Module 1.3 - Data Quality: Assessment

 

Roadway Completeness Comparison

This week's laboratory assignment concluded this course's focus on data quality, more specifically in data quality comparison and assessment. I particularly enjoyed this module, as I understand how critical data accuracy is and what it could mean in terms of analysis and change making. Minor differences in data quality could mean all the difference for decisions to be made on a particular matter. For this analysis, two sets of road networks were provided (both located in Jackson County, Oregon). Whilst they appear similar from a distance, there are many important differences that were highlighted in this analysis. From a bigger picture point of view, I determined that the TIGER 2000 road network is more complete, as it has a longer total length than the Street Centerlines network. Utilizing the Calculate Geometry tool, I determined the following total road network lengths: 

Street Centerlines = 10,805.8 km
TIGER Roads = 11,382.7 km

Analysis Steps
I began my analysis by adding a field to the Street Centerlines and TIGER Roads Reprojected files named ‘Length_KM.’ I used the Calculate Geometry within Attribute tool to calculate the roadway lengths in kilometers for each of these layers. Then I used the Summarize Within tool to determine the total roadway network lengths in kilometers. To narrow my data down to the grid layer only, I ran the Clip tool on both road networks and clipped them to only what exists within the grid layers. After doing this, I utilized the split tool on each road network to separate the roads by gridcode for each network. To join the data into one singular attribute table, I used the Add Join tool. I then added a field to this table that I populated with the percent difference equation to calculate the differences in roadway completeness for each grid. Length is a critical component in measuring completeness, as outlined in Haklay, M. 2010. How good is volunteered geographical information? A comparative study of OpenStreetMap and Ordnance Survey datasets. In this article, Haklay conducted a similar analysis by measuring the completeness of OpenStreetMap (OSM) and Meridian roadways, also involving reprojected roadways to match and dividing lengths by 1km grids.

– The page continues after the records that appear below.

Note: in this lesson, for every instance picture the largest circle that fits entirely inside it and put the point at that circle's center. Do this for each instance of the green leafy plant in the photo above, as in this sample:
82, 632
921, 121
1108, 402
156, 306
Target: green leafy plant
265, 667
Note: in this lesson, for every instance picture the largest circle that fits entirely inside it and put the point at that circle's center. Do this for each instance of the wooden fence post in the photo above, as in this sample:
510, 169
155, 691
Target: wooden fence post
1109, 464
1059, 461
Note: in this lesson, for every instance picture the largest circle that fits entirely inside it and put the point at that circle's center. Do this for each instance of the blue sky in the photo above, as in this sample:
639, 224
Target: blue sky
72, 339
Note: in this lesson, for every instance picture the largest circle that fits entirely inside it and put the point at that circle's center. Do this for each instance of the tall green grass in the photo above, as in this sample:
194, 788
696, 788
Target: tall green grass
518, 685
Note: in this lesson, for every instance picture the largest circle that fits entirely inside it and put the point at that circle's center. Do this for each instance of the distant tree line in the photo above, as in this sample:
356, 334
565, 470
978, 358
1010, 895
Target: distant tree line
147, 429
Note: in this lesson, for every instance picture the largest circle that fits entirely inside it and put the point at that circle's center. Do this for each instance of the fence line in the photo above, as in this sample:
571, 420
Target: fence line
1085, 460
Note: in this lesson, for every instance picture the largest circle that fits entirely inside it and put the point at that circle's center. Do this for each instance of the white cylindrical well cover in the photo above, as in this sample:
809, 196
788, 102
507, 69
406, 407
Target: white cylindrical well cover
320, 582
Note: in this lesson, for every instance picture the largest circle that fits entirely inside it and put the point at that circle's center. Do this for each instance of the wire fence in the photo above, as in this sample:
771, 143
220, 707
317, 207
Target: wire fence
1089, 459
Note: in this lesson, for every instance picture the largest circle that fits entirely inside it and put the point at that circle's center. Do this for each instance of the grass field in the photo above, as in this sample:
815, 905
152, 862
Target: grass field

Out of the total 297 grid polygons, I found that 155 of the TIGER roadways grid polygons are more complete, and 142 of the Street Centerline grid polygons are more complete. This stayed true to the initial big picture view, where the TIGER 2000 road network was slightly longer than that of Street Centerlines'. I presume this to be important in terms of selecting a better quality data source for other projects and analyses. One would want to use the most up-to-date, accurate data source available over one that is lacking elements. This data quality assessment was thus important to learn and I will certainly utilize the techniques covered in this analysis when determining what data source I should use in future projects and work assignments.